5 Things To Do When a Donor Says "No"

You did your research. You invested your time and attention to develop a meaningful connection with people who care about your cause. You presented an opportunity that achieves the desired impact of your donor.

And yet, the answer is “no” to your funding request.

This scenario plays out all the time, every day, for many development professionals and is rarely a reflection of the abilities or preparation of the person asking.

While seasoned gift officers have likely developed their own personal strategies for dealing with disappointment – or have just grown thicker skin! – there are five actions that can help fundraisers maintain resilience for their mission.

1. Think about the situation from the donor’s vantage point. What’s going on in their lives that might mean “not now” instead of “not ever?” I know a fundraiser who was working with a prospective donor and had developed a strong bond, identified the perfect giving opportunity that the donor cared about, and presented a well-thought-out proposal for a gift. The donor quickly responded, “oh no, that just won’t be possible.” After a little more conversation, the fundraiser learned that the donor’s daughter had recently been diagnosed with a serious illness, and the family would be focusing their philanthropy on finding a cure. The fundraiser continued to stay in touch with this donor, and, a couple years later, the donor came back to happily report that their daughter had overcome her health challenges, they were moving on from that cause, and it was time to talk about the proposal again. The gift came through once the priorities and life situation of the donor changed. The fundraiser realized that “no” meant “not now,” instead of “not ever.”

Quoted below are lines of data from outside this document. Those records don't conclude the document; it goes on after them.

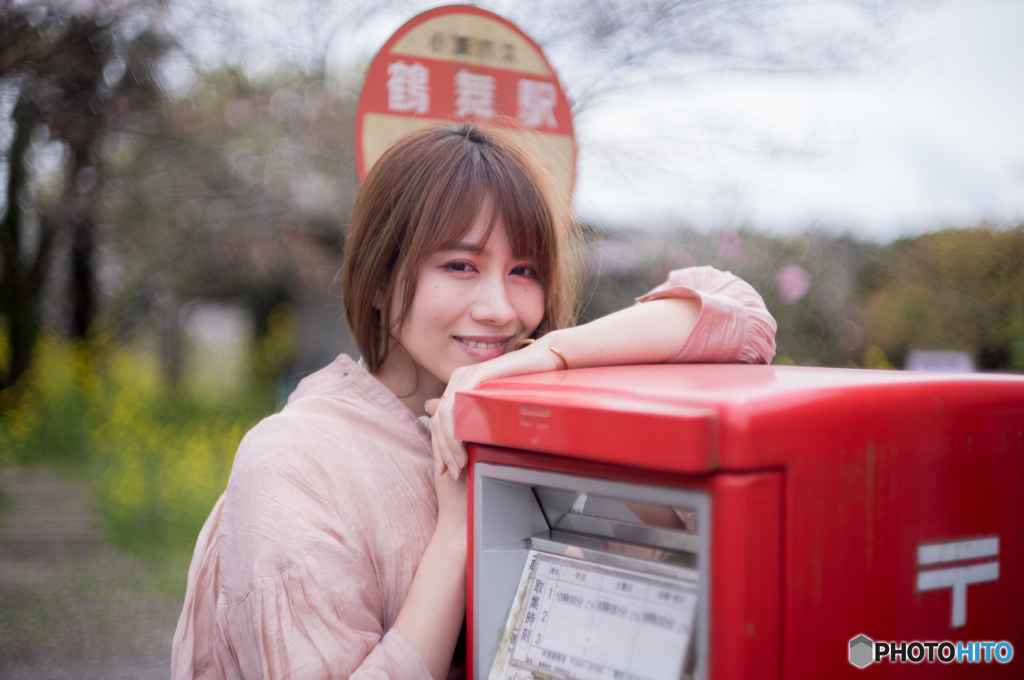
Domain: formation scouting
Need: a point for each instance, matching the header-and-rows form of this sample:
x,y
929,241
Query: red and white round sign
x,y
461,62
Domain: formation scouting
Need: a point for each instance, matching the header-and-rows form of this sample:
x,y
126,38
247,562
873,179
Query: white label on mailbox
x,y
598,623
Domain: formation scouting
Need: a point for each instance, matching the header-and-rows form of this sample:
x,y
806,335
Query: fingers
x,y
431,407
450,454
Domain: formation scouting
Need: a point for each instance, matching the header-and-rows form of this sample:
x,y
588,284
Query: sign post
x,y
458,64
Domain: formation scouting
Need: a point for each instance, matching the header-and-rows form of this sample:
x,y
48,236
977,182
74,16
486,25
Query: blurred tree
x,y
239,199
75,73
956,289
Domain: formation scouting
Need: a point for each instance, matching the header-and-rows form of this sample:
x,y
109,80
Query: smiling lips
x,y
484,347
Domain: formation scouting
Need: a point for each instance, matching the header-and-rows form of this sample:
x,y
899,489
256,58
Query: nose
x,y
493,304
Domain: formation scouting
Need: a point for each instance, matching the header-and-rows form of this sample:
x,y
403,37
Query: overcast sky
x,y
926,135
931,138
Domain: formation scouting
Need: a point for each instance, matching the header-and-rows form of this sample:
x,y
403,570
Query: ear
x,y
379,298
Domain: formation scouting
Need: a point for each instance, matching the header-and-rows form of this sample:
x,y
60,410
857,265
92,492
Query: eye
x,y
524,270
459,267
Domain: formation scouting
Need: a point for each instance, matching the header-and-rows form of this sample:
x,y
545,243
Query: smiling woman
x,y
339,547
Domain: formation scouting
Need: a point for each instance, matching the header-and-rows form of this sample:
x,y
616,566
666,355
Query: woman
x,y
339,547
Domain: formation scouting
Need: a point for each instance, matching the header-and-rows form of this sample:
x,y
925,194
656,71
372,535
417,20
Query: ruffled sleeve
x,y
281,586
734,325
317,620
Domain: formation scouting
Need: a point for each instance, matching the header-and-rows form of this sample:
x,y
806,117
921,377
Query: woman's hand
x,y
451,508
450,454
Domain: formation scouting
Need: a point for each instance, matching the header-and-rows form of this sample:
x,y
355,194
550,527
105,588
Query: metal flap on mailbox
x,y
595,426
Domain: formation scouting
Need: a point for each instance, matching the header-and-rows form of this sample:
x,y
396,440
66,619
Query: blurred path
x,y
71,607
47,519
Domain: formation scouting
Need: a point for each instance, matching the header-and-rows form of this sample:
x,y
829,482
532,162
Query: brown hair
x,y
422,196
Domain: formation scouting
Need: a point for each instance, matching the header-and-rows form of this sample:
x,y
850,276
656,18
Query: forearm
x,y
648,333
433,611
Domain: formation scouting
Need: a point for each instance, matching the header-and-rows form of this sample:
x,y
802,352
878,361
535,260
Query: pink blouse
x,y
305,560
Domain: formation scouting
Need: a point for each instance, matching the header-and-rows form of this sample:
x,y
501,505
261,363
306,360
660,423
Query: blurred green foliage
x,y
842,302
158,458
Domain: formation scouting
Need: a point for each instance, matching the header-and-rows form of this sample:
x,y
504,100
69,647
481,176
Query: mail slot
x,y
722,521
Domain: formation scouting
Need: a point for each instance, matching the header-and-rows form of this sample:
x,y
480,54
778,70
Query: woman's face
x,y
472,302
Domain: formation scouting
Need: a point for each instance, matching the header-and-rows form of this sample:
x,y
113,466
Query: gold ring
x,y
560,355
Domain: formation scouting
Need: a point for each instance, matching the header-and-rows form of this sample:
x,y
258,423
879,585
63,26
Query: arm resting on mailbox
x,y
699,314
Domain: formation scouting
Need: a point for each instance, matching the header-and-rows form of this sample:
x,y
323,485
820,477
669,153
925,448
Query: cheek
x,y
530,305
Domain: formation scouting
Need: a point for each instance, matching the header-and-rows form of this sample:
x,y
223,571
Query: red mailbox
x,y
739,521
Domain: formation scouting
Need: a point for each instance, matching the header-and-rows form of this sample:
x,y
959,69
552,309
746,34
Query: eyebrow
x,y
474,248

2. Focus on the next meeting of the day. Realize that there is more potential out there. Move on. Having a mindset that there is an abundance of opportunity for a cause will not only change the way development professionals treat prospecting new opportunities, but it will also help them move on from rejected proposals without too much heartache. Compartmentalize different fundraising discussions; a “no” from one donor does not influence the answer of the next donor. Some of the most successful fundraisers take a few minutes to analyze what happened in the solicitation, learn what they can from the experience, and then keep working toward their goals. Sounds easy, right? Perhaps easier said than done, but getting mentally prepared and using the rejected proposal to refine and improve the next proposal or conversation will help gift officers think through making minor adjustments, and ultimately, moving forward with boldness.

3. Be mindful of internal dialogue. Human beings are prone to second guess themselves in the wake of disappointment – and fundraisers are no different. Despite that nature, fundraisers will likely receive rejection more than a few times in the course of their work with a cause; it’s just a part of the job! Realizing that hearing “no” is normal and not necessarily a personal reflection on capability or competence helps. A fundraiser I know who raises hundreds of thousands of dollars for her organization keeps positive mantras visible on Post-It notes and dry-erase boards around her home and office. She stays rooted in affirming internal speech, even when donors decide not to commit to giving opportunities. The “no” is not personal, even though the connection to the donors and the cause often feels very personal. Gift officers cannot control the timing and propensity of the donor to give, but they can control the messages they internalize.

4. Own up to the experience if a solicitation missed the mark. Admit it to the prospect. Find a win-win solution. Sometimes, despite the best research and effort spent laboring over the specific details of an ask, the data were wrong and the proposal was unrealistic. A fundraiser will usually find this out when the donor’s eyes grow large and round, and their mouth drops open. The best fundraisers don’t panic when this happens! After allowing some silence while the donor processes the proposal, a major gift officer I know asks some targeted questions to assess what was shocking to the donor. Was the amount unexpected? Is the project not the right fit? Did the timing not match up with the donor’s timeline? Or perhaps the recognition piece wasn’t what they hoped for? The point is, don’t run from the rejection without learning more about the obstacles – and whether or not you can clear them. There is nothing wrong with asking for a gift that would stretch a donor beyond their comfort zone a little. However, sometimes that stretch is just too much, so being genuine about that overreach and following up with a revised proposal can save the solicitation.

5. Breathe. Remember, a “no” is not fatal. When I first started in philanthropy, I experienced self-pressure to get a closed gift from every proposal. I found myself waiting to ask, sometimes several months, until I felt I knew 100% that the answer would be “yes.” I had feelings of failure when that didn’t happen every time. It wasn’t until a mentor of mine put things in perspective that I changed my approach. He said, “it’s not up to you to make sure every prospect gives; it’s your job to give every prospect the opportunity to give.” Now, that doesn’t mean that a fundraiser can shirk the responsibility to qualify and work with good prospects, or that they should avoid giving themselves the best chance at getting a gift in the door… but it did give me the freedom to stop being so afraid of the “no.” I cannot force a donor – even ones that have the capacity and the love of my cause – to give. But I do owe them, and my cause, the chance to consider it. So just breathe and ask.